There are various federal, Florida and local laws and regulations concerning advertising the sale of residential property. In general, such laws and regulations prohibit false and misleading advertising and marketing practices and, in certain circumstances, require certain disclosures and disclaimers on materials used in connection with the sale and lease of residential property. In addition, advertising and marketing raises questions of copyright and trademarks. Advertising and marketing materials include not only brochures and other written materials, but also models, depictions, renderings, pictures, videos, Web pages, and social media, all of which are representations which can form the basis of claims for misrepresentation and fraud.

The primary source of regulation regarding advertising residential property emanates from the Fair Housing Act as well as the Fair Housing Advertising guidelines promulgated by the United States Department of Housing and Urban Development. The guidelines set forth standards that advertisers should follow to avoid violating the Fair Housing Act, such as the use of words, phrases and visual aids as well as the selective use of advertising media and content. In addition to the Fair Housing Act, the Interstate Land Sales Full Disclosure Act includes required disclosures that must be included on printed material and literature used in connection with the sale or lease of certain property as well as advertising guidelines for developers regarding the sale of property which provide a non-exclusive list of advertising practices which are considered misleading and are used to evaluate advertising and marketing materials.

In addition to federal laws, Florida has its own advertising laws, regulations and guidelines. The Florida laws (a) prohibit false and misleading advertising, (b) require certain disclosures and disclaimers, including required disclosures in condominium advertising, advertising relating to vacation and timeshare sales, and advertising relating to the sale of mobile home park lots, (c) include guidelines with regarding to advertising subdivided lands, and (d) set forth advertising requirements for licensed brokers and contractors. Local county codes also require disclosures with respect to the sale of certain residential properties.

Marketing and advertising the sale of Florida property in other states must also comply with the laws of the states in which the advertising is being made. In addition, advertising in other states and national advertising campaigns raise issues relating to out-of-state registration requirements and other state’s laws relating to the sale of out-of-state property. Because the Internet offers national and international exposure, special considerations exist with respect to any marketing or advertisement content that is posted on the Internet.

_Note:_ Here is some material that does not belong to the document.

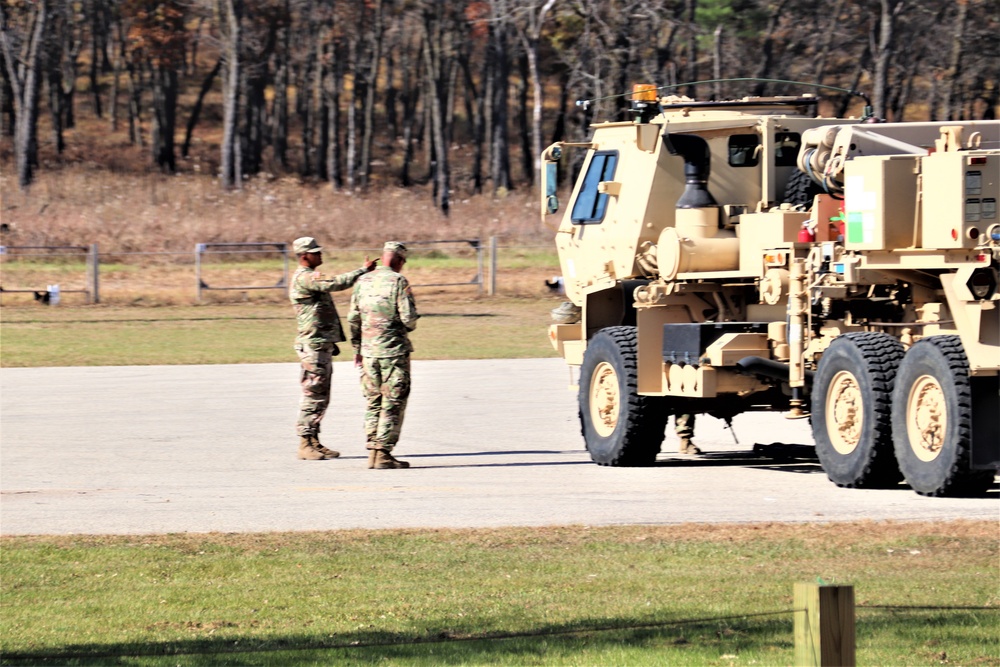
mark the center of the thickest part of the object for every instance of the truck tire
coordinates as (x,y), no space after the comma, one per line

The failure to comply with laws and regulations concerning advertising and marketing practices may give rise to private claims including claims for fraud, misrepresentation, unfair trade practices, and statutory claims. In addition, enforcement actions may be brought by governmental authorities and penalties may be imposed for failure to comply with advertising laws and regulations. Florida law also provides that any person who disseminates false or misleading information for the purpose of offering for sale or for the purpose of inducing or causing any other person to purchase or acquire an interest in real estate located in Florida is guilty of a misdemeanor of the second degree.